For an investment bank and one of their main pricing and trading systems, I lead the design and implementation of a document repository for historical pricing and trading data. Big Data, with many challenges.
While I cannot reveal project-specific details due to non-disclosure agreements, below some general thoughts on this topic.
Pricing and Trading systems are a bit special.
Financial markets on electronic trading platforms such as Xetra move quickly. When e.g. one of the major German stocks moves, the DAX 30 might move a point up or down, and a derivatives pricing system has to immediately re-calculate thousands of products that are based on the DAX. The market prices of underlyings are not the only frequently updating input data, in addition there are FX rates, volatility surfaces, and tons of other pricing parameters.
In other applications it can be a challenge to keep a high number of (web) users happy by low reponse times. But we still talk about response times in the range of several 100 milliseconds, and if every now and then few users need to wait a bit longer, it is not a big problem.
In pricing and trading systems, the millisecond matters, and for each and every transaction. If prices of derivatives are not reflecting the input data changes fast enough, it opens up opportunities for other market members to arbitrage - and this would mean financial losses.
Pricing systems for financial products can easily involve dozens of servers that produce billions of price updates per trading day, i.e. thousands of updates per second! Not surprising that many pricing systems were mainly caring about the "here and now", and not so much about documenting what happened a few moments ago, or even months ago.
This is changing a bit with new regulations by financial supervisory authorities such as the German BaFin.
E.g. the BaFin regulations on algorithmic trading require: "50. It shall be documented in a comprehensive manner why an algorithm has led to a certain trading decision. Hence, all relevant market data as well as unexecuted orders and quotes shall be kept for a period of three months."
The regulatory requirements can be a typical case for document-oriented databases: The pricing and trading context data often follows complex dynamic data models. The data models change over time, as the business continues developing new products and new pricing strategies to stay competitive. And historical data shall not be migrated to newer models - it shall document how things "were" and not how things "would be" today.

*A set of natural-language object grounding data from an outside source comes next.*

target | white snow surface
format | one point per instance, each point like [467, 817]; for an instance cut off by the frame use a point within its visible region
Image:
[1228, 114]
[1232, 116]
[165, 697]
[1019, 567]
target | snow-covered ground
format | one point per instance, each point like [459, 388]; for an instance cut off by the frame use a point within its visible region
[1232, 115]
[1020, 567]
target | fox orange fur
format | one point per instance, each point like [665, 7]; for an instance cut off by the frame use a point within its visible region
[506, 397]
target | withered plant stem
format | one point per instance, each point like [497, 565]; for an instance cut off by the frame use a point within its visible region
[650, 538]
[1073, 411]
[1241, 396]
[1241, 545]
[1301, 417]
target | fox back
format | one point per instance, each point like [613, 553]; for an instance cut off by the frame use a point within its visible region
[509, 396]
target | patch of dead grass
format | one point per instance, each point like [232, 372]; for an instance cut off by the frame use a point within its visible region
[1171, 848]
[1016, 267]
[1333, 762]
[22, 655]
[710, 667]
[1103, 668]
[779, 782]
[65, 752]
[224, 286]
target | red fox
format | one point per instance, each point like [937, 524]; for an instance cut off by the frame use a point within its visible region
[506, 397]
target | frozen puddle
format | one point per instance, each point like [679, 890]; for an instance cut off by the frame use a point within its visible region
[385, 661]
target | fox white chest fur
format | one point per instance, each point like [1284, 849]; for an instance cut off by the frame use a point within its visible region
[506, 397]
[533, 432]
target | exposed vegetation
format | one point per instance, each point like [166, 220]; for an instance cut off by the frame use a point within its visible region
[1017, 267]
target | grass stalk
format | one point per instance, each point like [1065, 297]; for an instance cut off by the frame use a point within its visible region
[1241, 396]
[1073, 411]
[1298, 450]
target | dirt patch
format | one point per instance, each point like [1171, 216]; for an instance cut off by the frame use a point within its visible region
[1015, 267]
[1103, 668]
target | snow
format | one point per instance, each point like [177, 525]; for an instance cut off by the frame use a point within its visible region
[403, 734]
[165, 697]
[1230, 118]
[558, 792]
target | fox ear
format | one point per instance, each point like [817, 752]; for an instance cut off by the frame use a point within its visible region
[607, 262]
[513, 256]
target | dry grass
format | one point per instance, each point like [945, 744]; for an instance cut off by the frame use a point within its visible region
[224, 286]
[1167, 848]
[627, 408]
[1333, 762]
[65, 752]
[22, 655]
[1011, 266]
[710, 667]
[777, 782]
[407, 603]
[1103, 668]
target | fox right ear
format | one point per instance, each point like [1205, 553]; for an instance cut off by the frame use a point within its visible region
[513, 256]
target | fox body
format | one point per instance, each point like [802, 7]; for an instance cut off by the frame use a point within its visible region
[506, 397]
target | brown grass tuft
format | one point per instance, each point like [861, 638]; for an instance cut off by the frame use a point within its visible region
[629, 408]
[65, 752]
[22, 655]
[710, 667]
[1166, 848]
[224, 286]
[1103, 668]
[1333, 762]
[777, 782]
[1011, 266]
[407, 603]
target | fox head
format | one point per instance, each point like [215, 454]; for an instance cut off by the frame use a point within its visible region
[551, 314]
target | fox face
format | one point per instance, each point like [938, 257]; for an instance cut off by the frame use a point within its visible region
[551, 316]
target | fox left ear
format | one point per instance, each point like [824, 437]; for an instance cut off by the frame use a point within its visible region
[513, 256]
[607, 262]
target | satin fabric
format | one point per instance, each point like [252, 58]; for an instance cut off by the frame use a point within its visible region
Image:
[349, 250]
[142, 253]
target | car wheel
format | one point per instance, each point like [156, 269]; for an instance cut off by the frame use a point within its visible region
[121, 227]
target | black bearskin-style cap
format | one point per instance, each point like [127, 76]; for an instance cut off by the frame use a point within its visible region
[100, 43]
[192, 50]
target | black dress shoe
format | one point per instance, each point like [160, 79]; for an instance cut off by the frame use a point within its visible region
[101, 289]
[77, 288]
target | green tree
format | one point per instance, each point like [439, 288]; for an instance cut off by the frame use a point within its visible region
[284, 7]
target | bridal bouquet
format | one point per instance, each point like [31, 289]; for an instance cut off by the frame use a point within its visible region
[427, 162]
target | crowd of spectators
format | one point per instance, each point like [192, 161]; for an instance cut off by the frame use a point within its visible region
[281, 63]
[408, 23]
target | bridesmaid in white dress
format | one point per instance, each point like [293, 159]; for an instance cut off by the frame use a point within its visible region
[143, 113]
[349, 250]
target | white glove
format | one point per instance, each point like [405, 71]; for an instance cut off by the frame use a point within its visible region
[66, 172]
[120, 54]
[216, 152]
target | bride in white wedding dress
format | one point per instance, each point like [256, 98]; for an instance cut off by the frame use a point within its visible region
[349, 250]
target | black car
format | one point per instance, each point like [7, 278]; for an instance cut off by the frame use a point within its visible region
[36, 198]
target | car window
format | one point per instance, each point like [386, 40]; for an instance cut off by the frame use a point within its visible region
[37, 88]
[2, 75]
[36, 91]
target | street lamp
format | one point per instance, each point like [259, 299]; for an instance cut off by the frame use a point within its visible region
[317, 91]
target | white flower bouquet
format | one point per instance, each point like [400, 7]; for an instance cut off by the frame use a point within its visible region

A history repository can be designed as a Java web application that offers clean HTTP REST services: POST/PUT operations for validating, enriching and storing data, GET for retrieving, DELETE for removing. The main payload type should usually be application/json, but consider additional support for binary JSON representations such as Smile or UBJSON, for performance-optimized technical clients.
The repository should not dictate specific document structures. Only few top level attributes such as a document date, upload date etc. are document metadata that the repository should be explicitly aware of.
The underlying document storage system of the repository is an implementation detail that should be hidden from the clients. One option is TokuMX, an alternative MongoDB distribution with a far better storage engine than MongoDB itself. For large repositories, data compression can be one of the killer features. TokuMX compresses the data down to about 10-15% on disk.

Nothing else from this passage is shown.